(1.) IN this case the respondents, who were judgment-debtors of the appellant:, filed a petition in the Court of the District Judge of Lucknow on the 12th of April 1890, whereby they sought to set aside the sale of certain villages which had been sold by auction by an order of that Court. The principal ground relied upon by the respondents for setting aside the sale was that it took place before the expiration of thirty days required by Section 290 of the Civil Procedure Code to intervene between the date on which the copy of the proclamation had been fixed up in the court-house and the day of sale. The matter of this petition came on for hearing before the District Judge on the 7th of June 1890 and subsequent days. On the 14th of October 1890 the District Judge dismissed the respondents' petition and confirmed the sale. The respondents appealed to the Judicial Commissioner of Oudh, who on the hearing of such appeal on the 16th of March 1891 allowed the appeal and set aside the sale.

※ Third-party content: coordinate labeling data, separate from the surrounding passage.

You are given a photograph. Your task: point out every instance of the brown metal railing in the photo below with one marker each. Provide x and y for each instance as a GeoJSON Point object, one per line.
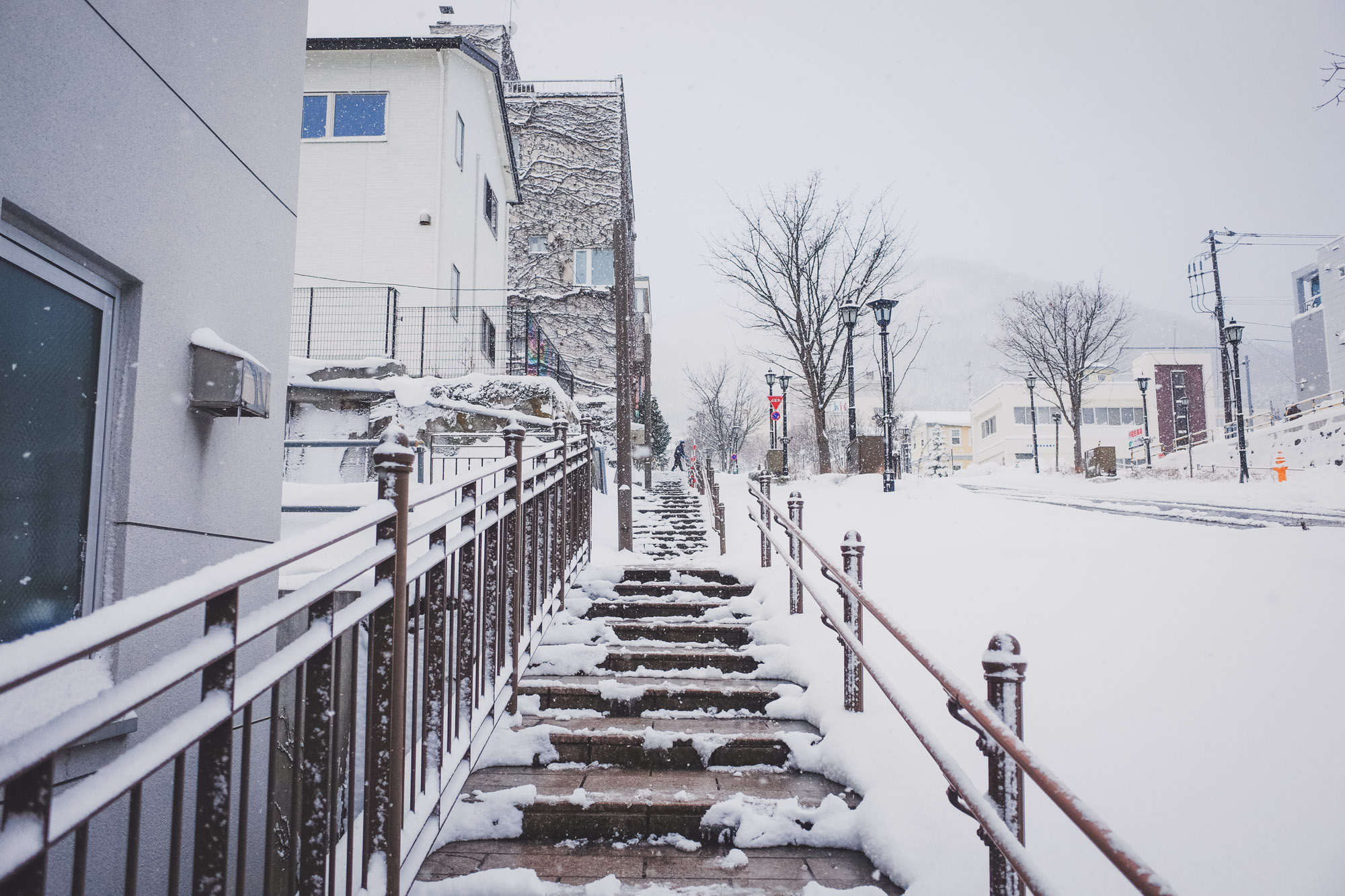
{"type": "Point", "coordinates": [849, 630]}
{"type": "Point", "coordinates": [388, 674]}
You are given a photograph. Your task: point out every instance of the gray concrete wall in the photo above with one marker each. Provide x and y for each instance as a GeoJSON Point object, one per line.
{"type": "Point", "coordinates": [102, 161]}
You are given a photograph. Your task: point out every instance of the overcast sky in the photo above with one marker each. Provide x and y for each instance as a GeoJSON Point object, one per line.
{"type": "Point", "coordinates": [1055, 140]}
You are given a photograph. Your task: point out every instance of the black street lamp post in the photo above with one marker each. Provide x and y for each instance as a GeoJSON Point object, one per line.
{"type": "Point", "coordinates": [1234, 333]}
{"type": "Point", "coordinates": [1032, 401]}
{"type": "Point", "coordinates": [1144, 399]}
{"type": "Point", "coordinates": [851, 317]}
{"type": "Point", "coordinates": [1056, 417]}
{"type": "Point", "coordinates": [770, 386]}
{"type": "Point", "coordinates": [883, 314]}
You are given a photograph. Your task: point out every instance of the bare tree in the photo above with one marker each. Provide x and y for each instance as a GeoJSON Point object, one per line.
{"type": "Point", "coordinates": [726, 397]}
{"type": "Point", "coordinates": [796, 257]}
{"type": "Point", "coordinates": [1335, 77]}
{"type": "Point", "coordinates": [1062, 338]}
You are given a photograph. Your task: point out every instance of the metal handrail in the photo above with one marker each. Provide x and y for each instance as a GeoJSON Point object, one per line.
{"type": "Point", "coordinates": [1085, 818]}
{"type": "Point", "coordinates": [501, 555]}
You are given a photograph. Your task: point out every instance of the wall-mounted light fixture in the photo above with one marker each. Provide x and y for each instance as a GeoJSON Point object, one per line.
{"type": "Point", "coordinates": [225, 380]}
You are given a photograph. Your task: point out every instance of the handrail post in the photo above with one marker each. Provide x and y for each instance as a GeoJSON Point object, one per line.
{"type": "Point", "coordinates": [1005, 674]}
{"type": "Point", "coordinates": [766, 518]}
{"type": "Point", "coordinates": [514, 557]}
{"type": "Point", "coordinates": [852, 555]}
{"type": "Point", "coordinates": [388, 662]}
{"type": "Point", "coordinates": [796, 553]}
{"type": "Point", "coordinates": [563, 432]}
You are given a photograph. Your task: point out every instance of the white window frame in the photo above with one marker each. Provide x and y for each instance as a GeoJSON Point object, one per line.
{"type": "Point", "coordinates": [332, 116]}
{"type": "Point", "coordinates": [76, 280]}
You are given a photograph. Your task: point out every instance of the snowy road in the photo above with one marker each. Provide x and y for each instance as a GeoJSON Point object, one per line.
{"type": "Point", "coordinates": [1180, 676]}
{"type": "Point", "coordinates": [1204, 513]}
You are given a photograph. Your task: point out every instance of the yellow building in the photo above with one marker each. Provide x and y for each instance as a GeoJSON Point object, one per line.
{"type": "Point", "coordinates": [934, 428]}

(2.) THE appellant was mortgagee of the four villages sold, and he had on the 12th of October 1889 obtained a decree on the footing of his mortgage. In execution of this decree he caused a proclamation of sale to be issued from the Judge's Court on the 13th of February 1890, the sale being announced to take place on the 20th of March following. The main provisions of the Civil Procedure Code regulating sales are as follows: Section 274 provides that in the case of immoveable property the order of attachment 'shall be proclaimed at some place on or adjacent to such property by beat of drum or other customary mode, and a copy of the order shall be fixed up in a conspicuous part of the property and of the court-house." Section 287 prescribes the statements and information to be given by the proclamation of sale. Section 289 provides that "the proclamation shall be made in manner prescribed by Section 274, on the spot where the property is attached, and a copy thereof shall then be fixed up in the court-house." Section 290 provides that no sale shall take place "until after the expiration of at least thirty days in the case of immoveable property, calculated from the date on which the copy of the proclamation has been fixed up in the courthouse of the Judge ordering the sale."
(3.) THAT section, under which, the petition of the respondents, owners of one-half of the villages, was prevented, provides that "the decree-holder or any person whose immoveable property has been sold...may apply to the Court to set aside the sale on the ground of a, material irregularity in publishing or conducting it; but no sale shall be set aside on the ground of irregularity unless the applicant proves to the satisfaction of the Court that he has sustained substantial injury by reason of such irregularity."